President Donald Trump’s administration, just rounding the corner into 200 days of leadership, has fallen short of realizing a key campaign promise, the repeal of Obamacare.
Thanks go to Republicans for that failure.
Donald Trump may have won the presidency by a landslide, 306 electoral votes to Hillary Clinton’s 232.
Why don’t we have tax reform?
Why don’t we have Obamacare repeal?
Republican leaders in the Senate and House are fond of doing math for the American people, speaking of things like 60-voice majorities and the 216 threshold and so forth. But all that most voters in America know is this: Republicans blamed Barack Obama and the Democratic-controlled Congress for legislative failures for years. So voters gave them a clean sweep of authority in the House, in the Senate and then in the White House. Still, nothing’s changed; nothing promised has passed.
The do-nothing GOP-led Congress has plenty of time to write anti-Trump books, and send warnings to the president about firing special counsel Robert Mueller, or jump on the Russia-collusion band wagon with the Democrats. But pulling together a majority to pass a promised bill that Trump’s pressed?
Beating back the Democrats and media sharks who are busily snapping up any negative tidbit that can be used to politically damage this president?

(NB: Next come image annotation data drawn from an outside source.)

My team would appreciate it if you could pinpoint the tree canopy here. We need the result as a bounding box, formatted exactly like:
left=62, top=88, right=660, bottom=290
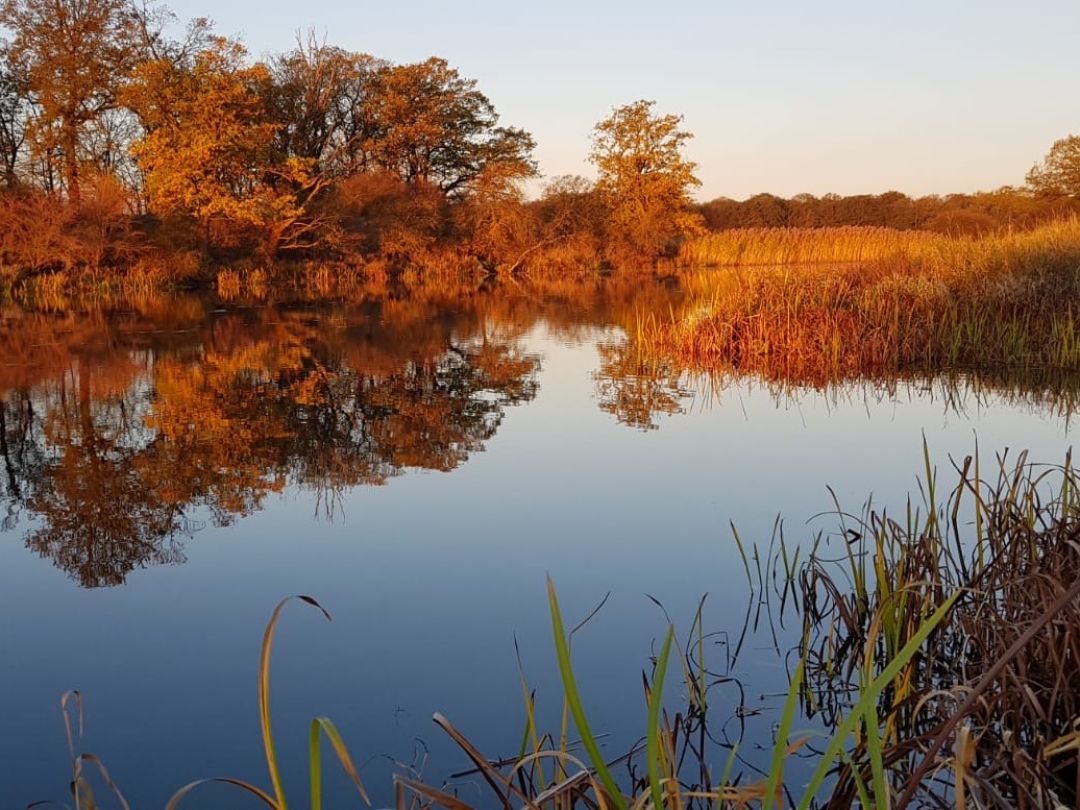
left=1027, top=135, right=1080, bottom=198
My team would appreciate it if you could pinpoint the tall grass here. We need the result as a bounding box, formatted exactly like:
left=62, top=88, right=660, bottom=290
left=678, top=226, right=941, bottom=267
left=679, top=217, right=1080, bottom=272
left=634, top=220, right=1080, bottom=381
left=35, top=444, right=1080, bottom=810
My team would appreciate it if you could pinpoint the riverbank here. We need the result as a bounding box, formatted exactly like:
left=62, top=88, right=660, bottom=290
left=636, top=220, right=1080, bottom=382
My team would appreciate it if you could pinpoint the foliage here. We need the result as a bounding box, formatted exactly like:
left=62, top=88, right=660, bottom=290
left=1027, top=135, right=1080, bottom=198
left=590, top=100, right=701, bottom=264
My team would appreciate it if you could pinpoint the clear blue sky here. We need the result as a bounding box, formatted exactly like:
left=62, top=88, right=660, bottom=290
left=170, top=0, right=1080, bottom=199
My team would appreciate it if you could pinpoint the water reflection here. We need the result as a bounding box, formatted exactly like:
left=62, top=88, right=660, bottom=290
left=593, top=339, right=1080, bottom=431
left=0, top=280, right=1080, bottom=588
left=0, top=307, right=539, bottom=588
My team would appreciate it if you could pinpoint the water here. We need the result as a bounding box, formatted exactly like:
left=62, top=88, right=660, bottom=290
left=0, top=284, right=1071, bottom=808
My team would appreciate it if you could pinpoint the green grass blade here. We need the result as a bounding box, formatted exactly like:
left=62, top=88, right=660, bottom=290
left=716, top=743, right=739, bottom=810
left=308, top=720, right=323, bottom=810
left=548, top=577, right=626, bottom=810
left=259, top=596, right=330, bottom=810
left=761, top=661, right=802, bottom=807
left=645, top=625, right=675, bottom=810
left=864, top=702, right=890, bottom=810
left=799, top=591, right=961, bottom=810
left=311, top=717, right=372, bottom=805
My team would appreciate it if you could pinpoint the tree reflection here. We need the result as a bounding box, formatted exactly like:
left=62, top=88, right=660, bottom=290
left=0, top=307, right=539, bottom=588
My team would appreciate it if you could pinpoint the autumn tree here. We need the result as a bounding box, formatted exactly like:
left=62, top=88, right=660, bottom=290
left=123, top=38, right=325, bottom=256
left=590, top=100, right=701, bottom=264
left=1027, top=135, right=1080, bottom=198
left=0, top=0, right=160, bottom=201
left=361, top=57, right=536, bottom=194
left=266, top=35, right=387, bottom=176
left=0, top=48, right=31, bottom=188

Sorry, too busy to help with that.
Trump’s right to take to Twitter to express his frustrations.
Don’t forget the Supreme Court and securing the seating of Neil Gorsuch. Don’t forget reeling in the Environmental Protection Agency from it’s all-courts stomp on citizen rights in recent years, and the upturned U.S. nose at the Paris climate treaty. Don’t forget the Keystone XL pipeline. Or the religious liberty order making clear, for instance, the IRS and government is not to be used to stifle citizens’ First Amendment rights. Don’t forget the return to rational bathroom policies in local schools and the federal frowning of boys using girls’ facilities.

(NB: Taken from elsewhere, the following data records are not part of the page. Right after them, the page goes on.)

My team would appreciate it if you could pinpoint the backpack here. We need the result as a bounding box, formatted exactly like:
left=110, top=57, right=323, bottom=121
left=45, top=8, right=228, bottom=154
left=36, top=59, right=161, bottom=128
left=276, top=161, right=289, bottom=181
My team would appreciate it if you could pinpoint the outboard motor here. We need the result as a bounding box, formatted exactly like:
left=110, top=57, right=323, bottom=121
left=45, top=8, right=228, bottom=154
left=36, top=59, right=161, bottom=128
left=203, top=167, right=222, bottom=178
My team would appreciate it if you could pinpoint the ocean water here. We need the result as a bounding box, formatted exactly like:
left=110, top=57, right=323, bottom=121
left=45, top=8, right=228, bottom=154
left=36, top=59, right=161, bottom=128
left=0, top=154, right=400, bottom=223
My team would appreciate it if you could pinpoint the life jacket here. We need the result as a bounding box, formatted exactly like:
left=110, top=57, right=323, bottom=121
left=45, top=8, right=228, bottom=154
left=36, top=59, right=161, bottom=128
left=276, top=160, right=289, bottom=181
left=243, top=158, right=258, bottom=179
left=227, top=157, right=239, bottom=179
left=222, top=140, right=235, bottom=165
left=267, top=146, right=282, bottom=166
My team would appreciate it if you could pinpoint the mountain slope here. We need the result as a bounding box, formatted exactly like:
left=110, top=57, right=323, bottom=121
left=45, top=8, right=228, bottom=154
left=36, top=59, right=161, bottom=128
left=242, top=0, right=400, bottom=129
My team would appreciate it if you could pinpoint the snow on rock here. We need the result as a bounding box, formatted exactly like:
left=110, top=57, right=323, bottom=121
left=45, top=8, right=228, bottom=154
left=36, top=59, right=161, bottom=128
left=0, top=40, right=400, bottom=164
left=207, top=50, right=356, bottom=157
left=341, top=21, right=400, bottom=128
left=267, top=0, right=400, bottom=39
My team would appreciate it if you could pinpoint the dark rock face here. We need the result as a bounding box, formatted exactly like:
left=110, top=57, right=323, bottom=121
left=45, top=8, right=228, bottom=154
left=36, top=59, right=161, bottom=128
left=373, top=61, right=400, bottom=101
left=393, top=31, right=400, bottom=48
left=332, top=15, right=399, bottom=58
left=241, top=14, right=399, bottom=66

Don’t forget the return of an America possessed of self-esteem and strength — the booting of the Obama-era shame-faced apology tours and diplomatic groveling.
And Republicans in Congress — what have they done again? Well, here’s an example.
“House Republicans Express Concern With Trump’s Proposed Federal Retirement Program Cuts,” ran one Government Executive headline from late June, over a story about “a group of nine House Republicans recently sen[ding] a letter to Speaker Paul Ryan” over “concerns” with proposed spending cuts to federal employees’ retirement plans.
They’re there. They’re on the job. But apparently, it takes some self-interested issues to get them to act.
So far it seems Trump’s been doing the heavy carrying of Republican platforms, pressing for border control, battling suits over immigration policy, fighting off leftist outcry about climate change regulation, battening down the hatches on wild and chaotic protests in the streets, and fending off partisan calls for impeachment and equally partisan pushes for special investigations of Russia collusion that are completely devoid of fact.
The result of his solo fly?
The Democrats are taking this Republican-led Congress to task and using its legislative failures for political gain.
“[T]he American people all share a desire for our government to execute their duties with competence at the bare minimum,” the Democratic Congressional Campaign Committee said in a memo, The Hill reported. “And Republican voters have particularly high expectations. On this, the GOP has failed spectacularly.”
On on this, the DCCC is quite right — the Republicans in Congress have indeed failed the conservatives in America who were expecting big things with a House, Senate and White House under GOP control. And they’ve indeed fallen flat, most spectacularly. Time for Republicans to get in the legislative swing and come together with the president who was picked by the people. It’s time to stop the infighting, stop the anti-Trumpism, and get the conservative platforms passed, before the next election cycle puts a damper on the chances.